Tout était débattu en profondeur, et elle perdait toujours la partie. L’heure n’était plus aux palabres. Il fallait passer à l’action. Mais Peter lui donna à nouveau l’impression qu’elle lui faisait perdre son temps. Il pensait qu’il emporterait le morceau pour l’ascenseur, elle le voyait bien. Ça participait manifestement d’un sentiment plus vaste, un sens de propriété de la planète, le droit de naissance des nisei, évincer les Cent Premiers et tous les issei survivants.
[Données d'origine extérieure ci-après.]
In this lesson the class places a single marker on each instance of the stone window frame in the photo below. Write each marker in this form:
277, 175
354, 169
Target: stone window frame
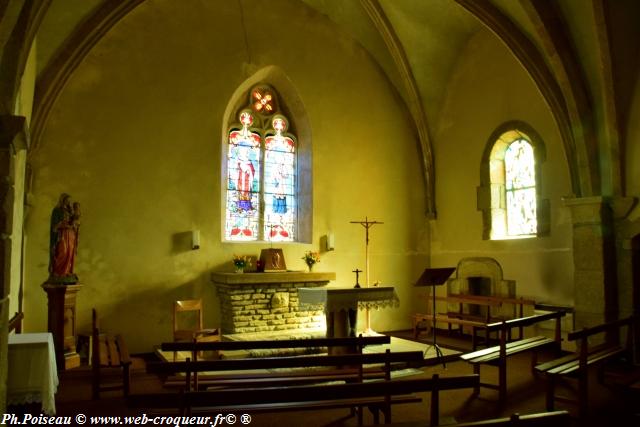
491, 196
290, 103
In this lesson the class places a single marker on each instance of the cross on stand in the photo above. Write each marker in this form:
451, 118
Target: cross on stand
367, 225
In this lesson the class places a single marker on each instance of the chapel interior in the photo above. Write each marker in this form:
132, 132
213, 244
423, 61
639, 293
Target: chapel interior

Si John était encore en vie, il leur aurait donné du fil à retordre, mais le roi était mort, vive le roi, vive son fils, roi des nisei, les premiers vrais Martiens.

Enfin, roi ou non, une armée de Rouges convergeait, en ce moment même, vers Pavonis. Ils constituaient la principale force militaire encore opérationnelle sur la planète, et ils entendaient bien achever la tâche amorcée quand l’inondation avait ravagé la Terre. Ils ne croyaient ni au consensus ni au compromis, et ils estimaient qu’en détruisant le câble ils faisaient d’une pierre deux coups : ils supprimaient à la fois le dernier bastion des forces de police et un moyen de communication facile entre Mars et la Terre, ce qui avait toujours été leur but. Pour eux, c’était la première chose à faire.

Et ça, Peter n’avait pas l’air de le comprendre. Ou alors il s’en fichait. Ann avait bien essayé de le lui expliquer, mais il se contentait de hocher la tête en marmonnant : « Ouais, ouais » sur le ton arrogant propre à ces Verts insouciants et stupides, toujours à tergiverser, à transiger avec la Terre. Comme si on pouvait tirer quelque chose d’un léviathan pareil. Non. Il fallait prendre des mesures efficaces, dans le genre de la submersion de Burroughs et des actes de sabotage qui avaient jeté les bases de la révolution. Sans lesquels elle n’aurait même pas commencé ou aurait été écrasée dans l’œuf, comme en 2061.

— Ouais, ouais… Bon, eh bien, on va organiser une réunion, reprit Peter.

À voir son expression, elle devina qu’elle l’exaspérait, tout comme il pouvait l’excéder.

— Ouais, ouais, répéta Ann d’un ton morne.

Encore des discours. Cela dit, ils n’étaient pas totalement dépourvus d’utilité ; pendant que les gens s’imaginaient qu’ils servaient à quelque chose, les vraies décisions se prenaient ailleurs.

— Je vais essayer de mettre quelque chose sur pied, conclut Peter. Avant que la situation ne nous échappe complètement.

Elle comprit qu’elle avait enfin réussi à attirer son attention, mais elle n’aimait pas la tête qu’il faisait. Elle lui trouvait quelque chose de menaçant.

— Elle nous a déjà complètement échappé, lança-t-elle avant de couper la communication.

Elle regarda les infos sur les divers canaux, Mangalavid, les réseaux privés des Rouges et les résumés terriens. Pavonis et l’ascenseur étaient maintenant au centre des préoccupations sur Mars, mais concrètement le mouvement de convergence vers le volcan n’était que partiel. Il lui sembla qu’il y avait plus de guérilleros rouges sur Pavonis que de Verts de Mars Libre et leurs alliés. Difficile à dire. Kasei et l’aile la plus radicale des Rouges, le Kakaze (« vent de feu »), avaient depuis peu investi la lèvre nord de Pavonis, prenant la gare et la tente de Lastflow. Les Rouges avec lesquels Ann avait fait le voyage, pour la plupart du vieux courant traditionaliste, envisagèrent de faire le tour du volcan afin de rejoindre le Kakaze, pour finir par y renoncer. Ann assista à la discussion sans mot dire, mais elle se réjouit de sa conclusion, car elle tenait à conserver ses distances par rapport à Kasei, Dao et leurs séides. Elle préférait rester à Pavonis Est.